Articles scoring 3 or above make the cut. We cap the list at 30 to keep the roundup focused and costs reasonable. GPT-4o-mini is fast and inexpensive enough for this triage step — there’s no need to deploy a frontier model just to decide whether a Chrome patch article is relevant. We also benchmarked this approach against traditional classification methods and found the LLM scores more accurately for our use case.
Summarization
This is where the core writing happens. We send all surviving articles to GPT-4.1 with a system prompt that instructs it to produce a thematic news roundup — not a list of individual summaries, but flowing prose that groups related stories under coherent section headings. We use a more capable model here because the quality of the narrative matters.
Early on, we asked the summarization model to insert source citations inline as it wrote. This consistently led to hallucinated or misattributed references. Splitting citation handling into its own stage solved the problem entirely.
Reference Insertion
A separate LLM call receives the finished narrative alongside the list of source articles. Its sole task is to insert numbered citation markers at appropriate positions in the text and append a Sources section at the bottom. By giving the model a single, focused job, citation accuracy improved dramatically.
We validate the output deterministically after the LLM returns it, stripping any citations that point to nonexistent articles — a guardrail against the occasional hallucinated reference number.
Post-Processing
The final stage involves no AI at all. We convert the inline citation markers into clickable anchor links, extract section headings to generate topic tags, and build YAML frontmatter with the title, date, tags, and summary. The result is a publish-ready markdown file.
Orchestration
A shell script ties the pipeline together. It invokes the Python tool, which writes a markdown file directly into the website’s content directory. The script then commits the new file to git and, optionally, deploys the site to production.
What We Learned
Decompose the AI work. Splitting the pipeline into separate stages — classify, summarize, reference — rather than asking a single model to handle everything in one pass made the biggest difference in output quality. Each stage gets a focused prompt and the right model for the job. Classification doesn’t need a frontier model; summarization does.

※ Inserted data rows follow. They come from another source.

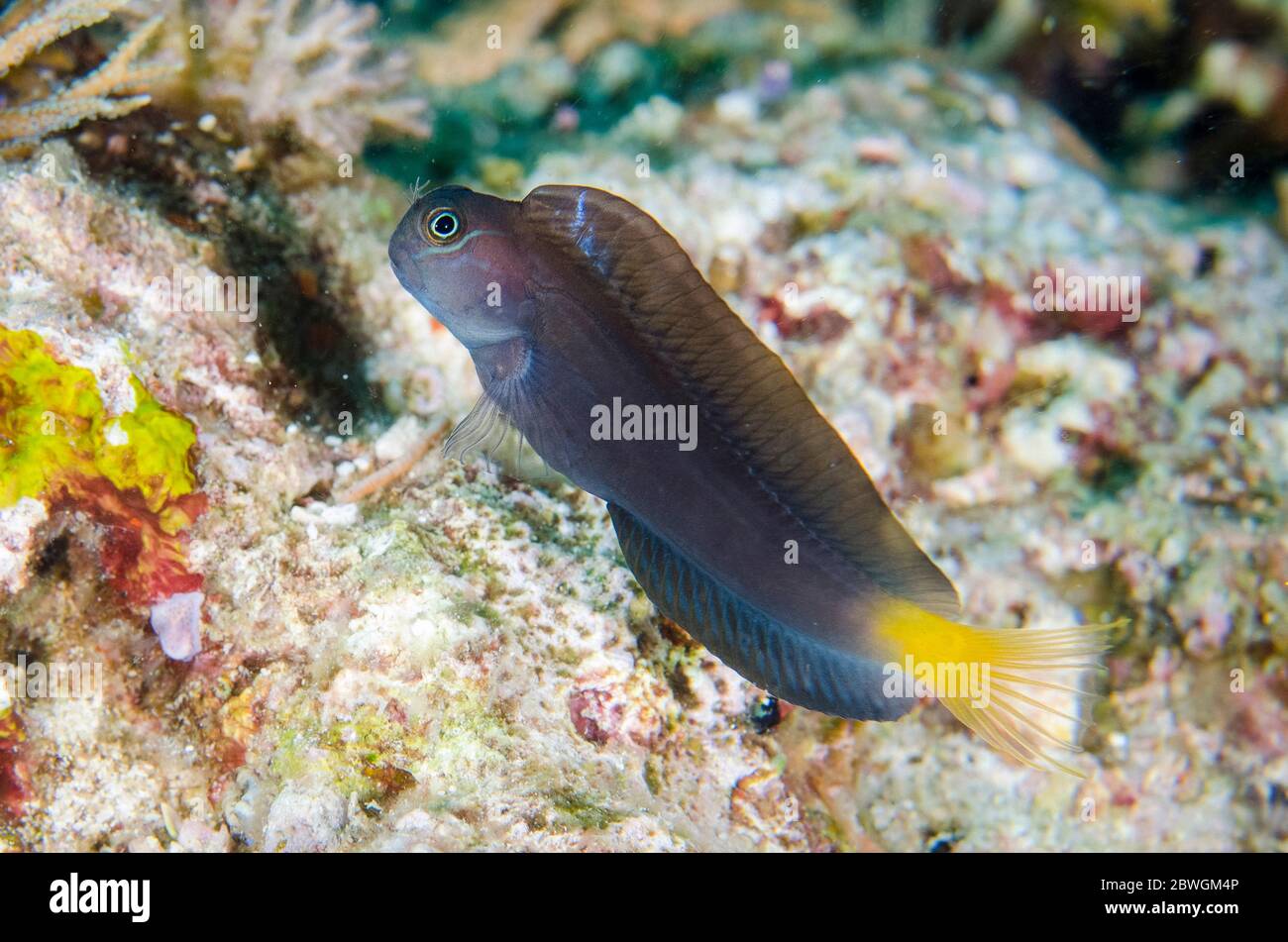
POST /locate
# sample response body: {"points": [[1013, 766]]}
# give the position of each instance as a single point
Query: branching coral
{"points": [[114, 89], [310, 65], [130, 472]]}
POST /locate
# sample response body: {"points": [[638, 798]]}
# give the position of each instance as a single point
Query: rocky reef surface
{"points": [[447, 658]]}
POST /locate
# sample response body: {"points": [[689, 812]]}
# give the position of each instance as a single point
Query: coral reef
{"points": [[308, 65], [35, 110], [404, 653]]}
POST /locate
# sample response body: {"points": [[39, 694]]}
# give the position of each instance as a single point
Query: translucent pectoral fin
{"points": [[488, 433]]}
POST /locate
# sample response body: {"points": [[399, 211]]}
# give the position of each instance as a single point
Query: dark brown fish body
{"points": [[765, 537]]}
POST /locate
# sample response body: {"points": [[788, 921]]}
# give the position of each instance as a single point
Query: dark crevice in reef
{"points": [[300, 326], [300, 318]]}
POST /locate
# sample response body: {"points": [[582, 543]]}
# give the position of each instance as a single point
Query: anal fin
{"points": [[771, 654]]}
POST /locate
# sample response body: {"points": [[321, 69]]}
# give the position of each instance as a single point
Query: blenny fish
{"points": [[764, 537]]}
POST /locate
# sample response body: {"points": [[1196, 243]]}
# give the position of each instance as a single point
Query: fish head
{"points": [[458, 253]]}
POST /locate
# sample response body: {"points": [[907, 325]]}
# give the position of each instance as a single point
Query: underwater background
{"points": [[248, 603]]}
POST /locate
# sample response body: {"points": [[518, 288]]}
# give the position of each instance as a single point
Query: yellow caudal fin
{"points": [[1018, 690]]}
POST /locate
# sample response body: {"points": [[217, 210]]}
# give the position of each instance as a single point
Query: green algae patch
{"points": [[130, 472]]}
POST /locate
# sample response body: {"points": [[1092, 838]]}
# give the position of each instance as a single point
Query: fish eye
{"points": [[442, 226]]}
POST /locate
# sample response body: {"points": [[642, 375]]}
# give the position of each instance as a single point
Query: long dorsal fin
{"points": [[782, 661], [742, 386]]}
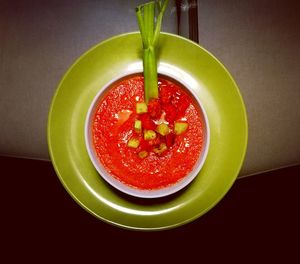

Add deterministic guardrails. LLMs will occasionally cite article 15 when only 7 exist, or wrap perfectly valid markdown in code fences. Every boundary between an LLM stage and the rest of the system needs validation logic that catches and corrects these errors programmatically.
Log everything. We write every stage’s input and output to a session log. When a roundup comes out poorly, we can trace exactly what each model received and returned. This has been invaluable for debugging prompt issues and catching regressions.
Cost
The full pipeline costs roughly $0.05–0.15 per run, depending on how many articles pass classification. GPT-4o-mini for classification is negligible. The two GPT-4.1 calls — summarize and reference — account for nearly all the cost. At that price point, running it daily is an easy decision.